Things began to look up when a reporter who sits behind me overheard an unsuccessful phone conversation I was having with a source. I had hung up and was staring at my computer screen when he leaned over and said, “You know, you don’t have to tell them you’re an intern.” I carried these words like a banner into battle.

A few days later I was assigned a story about The Waterfalls, a public-art installation that was opening that day. Although the story fell through, and I felt that I had spent the day barking up a succession of wrong trees, the editor felt bad for me and let me go on a press run of a boat that visited each waterfall in the harbor.

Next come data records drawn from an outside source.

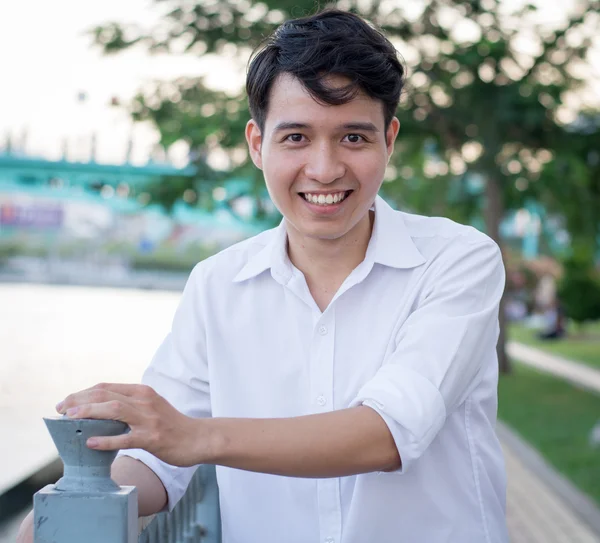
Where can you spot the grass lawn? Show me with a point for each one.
(556, 418)
(584, 349)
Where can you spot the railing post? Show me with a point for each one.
(208, 514)
(85, 505)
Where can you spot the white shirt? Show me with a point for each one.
(411, 333)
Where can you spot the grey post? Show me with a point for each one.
(85, 505)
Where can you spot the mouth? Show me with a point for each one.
(329, 199)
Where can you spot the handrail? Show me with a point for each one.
(86, 505)
(195, 518)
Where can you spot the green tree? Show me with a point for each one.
(484, 111)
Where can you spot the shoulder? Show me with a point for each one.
(226, 264)
(437, 237)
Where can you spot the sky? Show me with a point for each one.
(46, 61)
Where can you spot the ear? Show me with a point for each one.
(391, 134)
(254, 139)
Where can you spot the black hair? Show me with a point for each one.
(331, 42)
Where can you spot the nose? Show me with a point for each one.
(324, 165)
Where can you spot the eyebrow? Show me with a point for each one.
(364, 127)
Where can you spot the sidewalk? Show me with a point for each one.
(577, 373)
(535, 512)
(542, 507)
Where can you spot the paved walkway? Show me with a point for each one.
(535, 512)
(575, 372)
(86, 335)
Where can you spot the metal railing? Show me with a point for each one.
(195, 518)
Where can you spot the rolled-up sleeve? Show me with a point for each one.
(179, 373)
(441, 348)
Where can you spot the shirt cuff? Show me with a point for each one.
(174, 479)
(411, 406)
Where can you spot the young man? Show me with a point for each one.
(340, 370)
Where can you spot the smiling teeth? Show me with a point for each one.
(322, 199)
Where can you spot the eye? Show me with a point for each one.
(354, 138)
(295, 138)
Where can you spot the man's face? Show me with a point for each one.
(323, 165)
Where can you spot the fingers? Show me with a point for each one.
(112, 443)
(113, 410)
(105, 392)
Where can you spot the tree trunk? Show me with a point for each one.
(493, 214)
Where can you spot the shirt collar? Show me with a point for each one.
(390, 245)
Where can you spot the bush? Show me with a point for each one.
(579, 289)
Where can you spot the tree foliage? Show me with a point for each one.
(484, 122)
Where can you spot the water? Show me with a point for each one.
(55, 340)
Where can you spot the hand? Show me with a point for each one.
(155, 425)
(25, 534)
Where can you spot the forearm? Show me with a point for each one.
(336, 444)
(152, 496)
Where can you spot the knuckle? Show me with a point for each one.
(128, 440)
(115, 408)
(97, 396)
(146, 392)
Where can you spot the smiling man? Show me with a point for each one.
(340, 370)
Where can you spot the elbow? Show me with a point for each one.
(393, 461)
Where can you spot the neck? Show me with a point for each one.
(330, 260)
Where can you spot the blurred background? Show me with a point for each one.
(123, 163)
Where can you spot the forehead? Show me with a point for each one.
(289, 100)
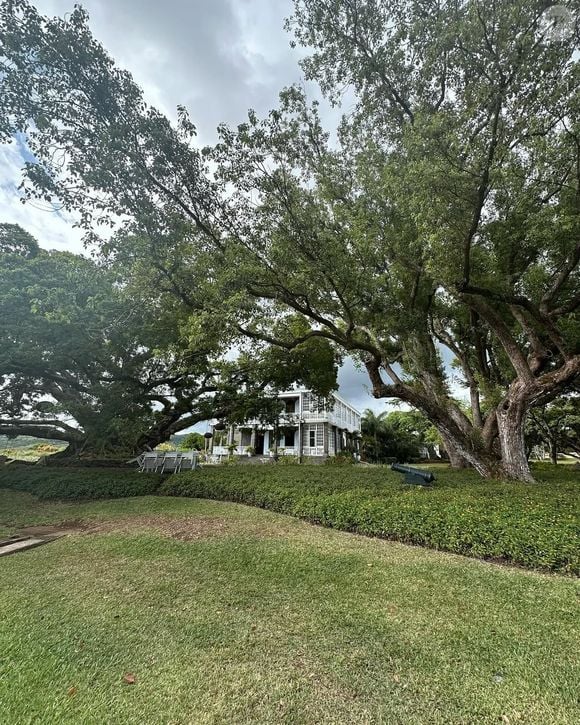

I imagined myself sipping champagne with high-profile journalists, and immediately left for South Street Seaport to catch the boat. Instead of champagne, there were bright blue, frozen-rum drinks in plastic cups, and beer. And instead of a famous journalist, I struck up a conversation with the mother of the boat’s manager. She was from Minnesota, and after 10 minutes of chatting, she tried to set me up with her son, whose two young children, she told me, “really need a mother.”

I grabbed my neon-blue drink and escaped to the top of the boat. The view of downtown and the cool breeze (and perhaps the frozen drink) immediately made me feel more relaxed. The adrenaline that keeps me going at work seeped away, and I felt exhausted, but happy.

“Ladies and gentlemen,” the tour guide began. “Welcome to your tour of the one, the only, New York City Waterfalls!” We pushed off, and the noise of the boat drowned out the conversations of those around me. We soon pulled up to the Statue of Liberty, one of the many tourist attractions I had yet to see. People took out their cameras and snapped shots of it, and we moved in even closer until the sun was completely obscured behind her enormous green head. The boat manager squeezed next to me. “What do you think?” he asked. “Never gets old no matter how many times you see it, right?”

I just smiled, wanting to avoid yet another person’s reaction to my admission of being a foreigner—a newly arrived, not-quite-employed New York rookie.

I am at the bottom of a very large learning curve, and sometimes my daily push to understand my surroundings when I feel so entirely out of my element seems Sisyphean. Yet I remember a time when I felt just the same. As a freshman in college, the cloud of confusion around me would lift occasionally, like a morning fog, and something perhaps quite simple would become clear to me. Those small moments of understanding would be strangely sweet, a very specific feeling that deserted me after I became more versed in my environment. There are benefits to finding yourself at the very bottom of what you must climb, and rewards to throwing yourself into something entirely new: like speeding through the New York Harbor and seeing it all for the very first time.